Question

Answer the following about the complexes \([ \text{FeF}_6]^{3-} \text{ and } [\text{Fe(CN)}_6]^{4-}\):
(i) Write the hybridization involved in each case.
(ii) Which of them is the outer orbital complex and which one is the inner orbital complex?
(iii) Compare their magnetic behaviour.
[Atomic number: Fe = 26]

Hint:

When studying complexes, remember that strong field ligands, such as CN\(^-\), lead to low-spin complexes with paired electrons, while weak field ligands, like F\(^-\), result in high-spin complexes with unpaired electrons.

Answer 1

(i) The hybridization of \([ \text{FeF}_6]^{3-}\) is \(d^2sp^3\), signifying octahedral geometry.
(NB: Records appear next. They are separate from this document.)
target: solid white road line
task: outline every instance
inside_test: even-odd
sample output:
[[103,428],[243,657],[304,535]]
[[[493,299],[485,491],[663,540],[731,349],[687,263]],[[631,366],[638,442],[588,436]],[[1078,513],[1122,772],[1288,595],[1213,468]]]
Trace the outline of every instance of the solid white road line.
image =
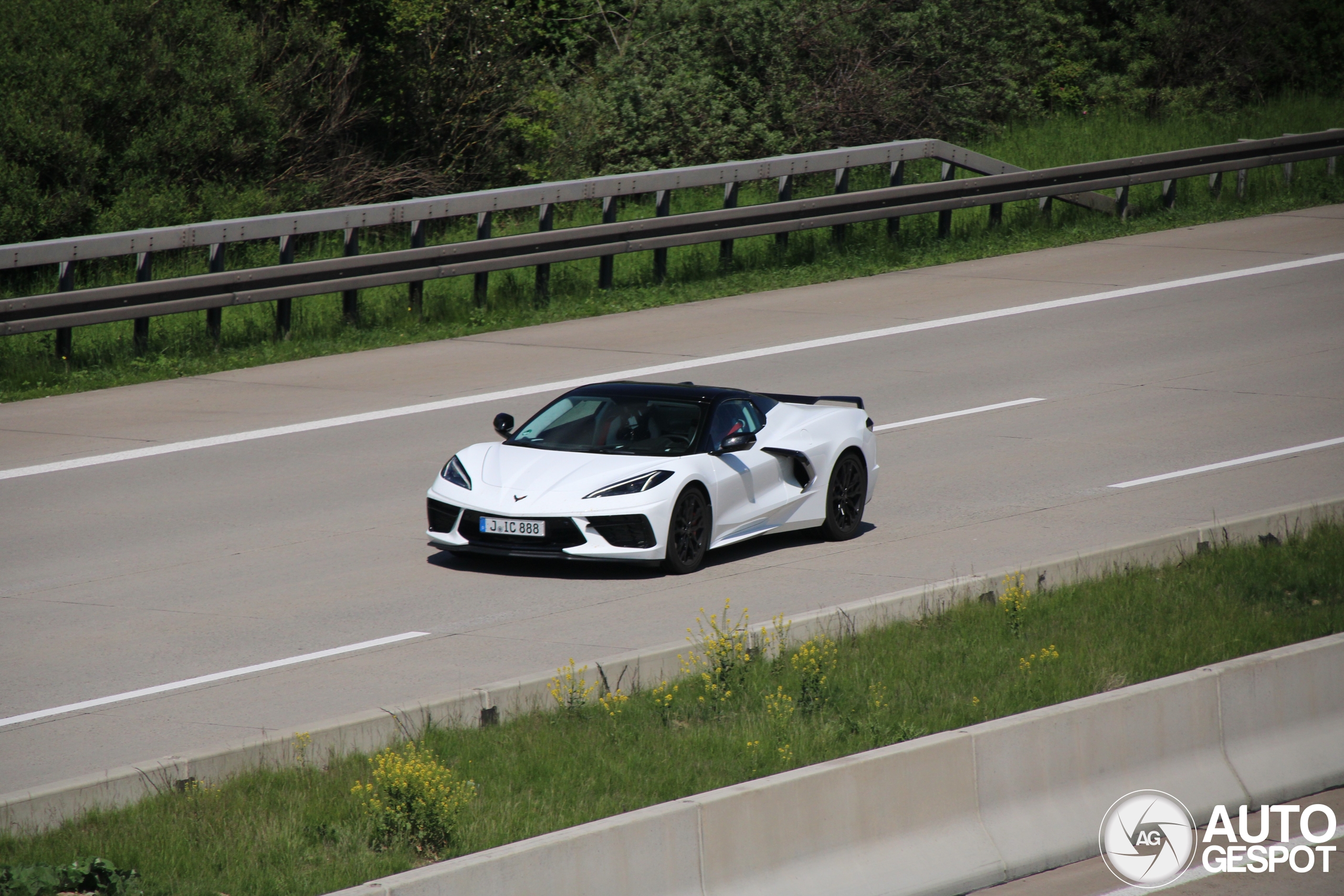
[[980,407],[968,407],[965,411],[952,411],[949,414],[934,414],[933,416],[917,416],[913,420],[900,420],[898,423],[883,423],[882,426],[872,427],[874,433],[880,433],[882,430],[894,430],[898,426],[914,426],[915,423],[933,423],[934,420],[946,420],[953,416],[965,416],[966,414],[980,414],[981,411],[997,411],[1000,407],[1016,407],[1019,404],[1031,404],[1032,402],[1044,402],[1043,398],[1020,398],[1016,402],[1000,402],[999,404],[981,404]]
[[1222,470],[1227,466],[1241,466],[1242,463],[1254,463],[1255,461],[1267,461],[1274,457],[1285,457],[1288,454],[1297,454],[1300,451],[1314,451],[1316,449],[1331,447],[1332,445],[1344,445],[1344,438],[1339,439],[1325,439],[1324,442],[1312,442],[1310,445],[1298,445],[1297,447],[1279,449],[1278,451],[1265,451],[1263,454],[1251,454],[1250,457],[1239,457],[1235,461],[1220,461],[1218,463],[1206,463],[1204,466],[1192,466],[1188,470],[1176,470],[1175,473],[1163,473],[1161,476],[1148,476],[1142,480],[1130,480],[1129,482],[1117,482],[1109,488],[1113,489],[1128,489],[1132,485],[1148,485],[1149,482],[1161,482],[1163,480],[1175,480],[1180,476],[1195,476],[1196,473],[1207,473],[1208,470]]
[[316,653],[305,653],[297,657],[289,657],[286,660],[271,660],[270,662],[258,662],[254,666],[243,666],[241,669],[230,669],[228,672],[215,672],[208,676],[196,676],[195,678],[185,678],[183,681],[173,681],[165,685],[155,685],[153,688],[141,688],[140,690],[128,690],[126,693],[114,693],[110,697],[98,697],[97,700],[85,700],[82,703],[70,703],[65,707],[52,707],[51,709],[38,709],[36,712],[26,712],[22,716],[9,716],[8,719],[0,719],[0,727],[16,725],[20,721],[32,721],[34,719],[46,719],[47,716],[59,716],[63,712],[77,712],[79,709],[90,709],[93,707],[105,707],[109,703],[121,703],[122,700],[134,700],[136,697],[148,697],[149,695],[163,693],[165,690],[179,690],[181,688],[190,688],[192,685],[202,685],[210,681],[219,681],[222,678],[234,678],[237,676],[246,676],[253,672],[265,672],[266,669],[278,669],[281,666],[292,666],[297,662],[309,662],[310,660],[321,660],[324,657],[335,657],[343,653],[353,653],[355,650],[367,650],[368,647],[380,647],[384,643],[396,643],[398,641],[409,641],[411,638],[423,638],[429,631],[403,631],[402,634],[388,635],[386,638],[374,638],[372,641],[360,641],[359,643],[349,643],[344,647],[331,647],[329,650],[317,650]]
[[1216,283],[1224,279],[1236,279],[1239,277],[1254,277],[1257,274],[1273,274],[1275,271],[1294,270],[1297,267],[1309,267],[1312,265],[1327,265],[1331,262],[1344,261],[1344,253],[1336,253],[1333,255],[1320,255],[1317,258],[1302,258],[1292,262],[1279,262],[1277,265],[1263,265],[1261,267],[1243,267],[1241,270],[1223,271],[1220,274],[1206,274],[1203,277],[1188,277],[1185,279],[1172,279],[1163,283],[1149,283],[1148,286],[1128,286],[1125,289],[1113,289],[1105,293],[1091,293],[1089,296],[1075,296],[1073,298],[1056,298],[1048,302],[1035,302],[1032,305],[1015,305],[1012,308],[1000,308],[992,312],[978,312],[976,314],[961,314],[958,317],[942,317],[933,321],[922,321],[918,324],[903,324],[900,326],[887,326],[883,329],[863,330],[859,333],[844,333],[841,336],[828,336],[825,339],[813,339],[805,343],[788,343],[785,345],[770,345],[766,348],[754,348],[746,352],[731,352],[728,355],[712,355],[710,357],[699,357],[684,361],[673,361],[671,364],[655,364],[653,367],[636,367],[628,371],[616,371],[612,373],[601,376],[585,376],[581,379],[571,380],[556,380],[554,383],[539,383],[536,386],[523,386],[520,388],[501,390],[499,392],[482,392],[480,395],[464,395],[460,398],[450,398],[442,402],[426,402],[423,404],[407,404],[406,407],[390,407],[383,411],[370,411],[367,414],[349,414],[347,416],[333,416],[325,420],[309,420],[308,423],[292,423],[289,426],[273,426],[265,430],[251,430],[249,433],[234,433],[231,435],[215,435],[206,439],[191,439],[190,442],[171,442],[168,445],[155,445],[152,447],[133,449],[130,451],[114,451],[112,454],[95,454],[93,457],[82,457],[73,461],[58,461],[55,463],[38,463],[35,466],[20,466],[11,470],[0,470],[0,480],[12,480],[20,476],[38,476],[39,473],[55,473],[58,470],[74,470],[81,466],[95,466],[98,463],[113,463],[116,461],[133,461],[142,457],[155,457],[156,454],[173,454],[176,451],[191,451],[194,449],[214,447],[216,445],[231,445],[234,442],[250,442],[253,439],[265,439],[273,435],[290,435],[294,433],[309,433],[312,430],[325,430],[333,426],[349,426],[351,423],[368,423],[372,420],[386,420],[394,416],[405,416],[407,414],[425,414],[426,411],[442,411],[450,407],[465,407],[468,404],[485,404],[489,402],[501,402],[508,398],[519,398],[523,395],[536,395],[539,392],[559,392],[564,390],[571,390],[579,386],[585,386],[593,382],[601,380],[628,380],[637,376],[655,376],[657,373],[671,373],[675,371],[685,371],[696,367],[712,367],[715,364],[728,364],[732,361],[747,361],[757,357],[767,357],[770,355],[785,355],[788,352],[802,352],[810,348],[827,348],[829,345],[844,345],[845,343],[859,343],[870,339],[882,339],[884,336],[898,336],[900,333],[915,333],[926,329],[938,329],[942,326],[956,326],[958,324],[973,324],[977,321],[995,320],[997,317],[1013,317],[1016,314],[1030,314],[1032,312],[1046,312],[1055,308],[1070,308],[1073,305],[1086,305],[1089,302],[1103,302],[1111,298],[1125,298],[1128,296],[1142,296],[1145,293],[1159,293],[1167,289],[1179,289],[1181,286],[1199,286],[1202,283]]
Iron is in the +3 oxidation state. For \([ \text{Fe(CN)}_6]^{4-}\), hybridization is also \(d^2sp^3\), but the stronger ligand CN\(^-\) causes electron pairing in the \(d\)-orbitals.
(ii) \([ \text{FeF}_6]^{3-}\) is classified as an outer orbital complex, utilizing iron's \(4d\) orbitals. Conversely, \([ \text{Fe(CN)}_6]^{4-}\) is an inner orbital complex, employing the \(3d\) orbitals.
(iii) Paramagnetism in \([ \text{FeF}_6]^{3-}\) stems from unpaired electrons in its \(d\)-orbitals. In contrast, \([ \text{Fe(CN)}_6]^{4-}\) is diamagnetic, as the CN\(^-\) ligand induces a low-spin configuration where all electrons are paired.